College - General Adult
American Studies, Economics, Education, Labor Relations, Philosophy, Political Science, Social Sciences, Sociology, Women’s Studies

Date Entered: 12/07/2011

Reviewed by Jennifer Dean, MALS student, City Univerity of New York (CUNY Graduate Center)

Director, writer and narrator M.A. Littler packs his bag and travels across America to challenge the “status quo” or the “system” that teachers and authorities have taught him to accept as truth in his documentary The Kingdom of Survival. The film opens with the iconic intellectual societal skeptic and scholar Noam Chomsky who questions the tautology of the current political and economic system in the United States. Chomsky points out that the State is not self-justifying and history tells you nothing. Just because it is the way it has always been does not mean it should continue to be that way – which starts Littler on his adventure to find answers to the meaning of life outside of socially accepted norms.
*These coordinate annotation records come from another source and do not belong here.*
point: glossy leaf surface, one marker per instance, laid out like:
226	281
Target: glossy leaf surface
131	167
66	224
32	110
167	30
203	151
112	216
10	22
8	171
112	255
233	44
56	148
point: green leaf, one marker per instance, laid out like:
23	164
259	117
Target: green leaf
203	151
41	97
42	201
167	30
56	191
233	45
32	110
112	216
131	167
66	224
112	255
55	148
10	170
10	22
A literal and metaphorical journey, The Kingdom of Survival, consists of interviews with scholars, authors and various societal skeptics (including author Joe Bagean, Dr. Mark Mirabello, independent radio station broadcasters Ramsey Kanaan and Sasha Lilley, among others). Collages of archival footage underscore their words. Interviews, often consisting of poignant allegories of the subjects’ lives and larger philosophical insights applied to the society at large, are interspersed with beautifully filmed images of the American landscape and philosophical quotes. The poetry of the visual images adds to the dense intellectual concepts of many of the documentary participants. The film doesn’t provide answers either through visual or verbal explication but does ask many questions and invites the audience to do the same. My major criticism would be that the conclusion of the film attempts to wrap up the complexity of the film’s ideas through a rather simplistic overstatement of the final interview subject Will “The Bull” Taylor. A farmer, folk singer, erudite individual and friend to director Littler, Taylor’s life philosophy is beautiful in its simplicity and quite clearly demonstrated through the final images presented of him working on the farm and walking with his wife and child – but excessively verbalized in the actual interview portion. Unfortunately, Taylor lacks the eloquence of the previous interview subjects and doesn’t manage to contextualize his thoughts (and perhaps doesn’t intend to do so). Littler’s voice-over introduction to Taylor is also a little heavy handed (as is sometimes the case with his narration at other points in the film). Nonetheless the film is a journey worth taking.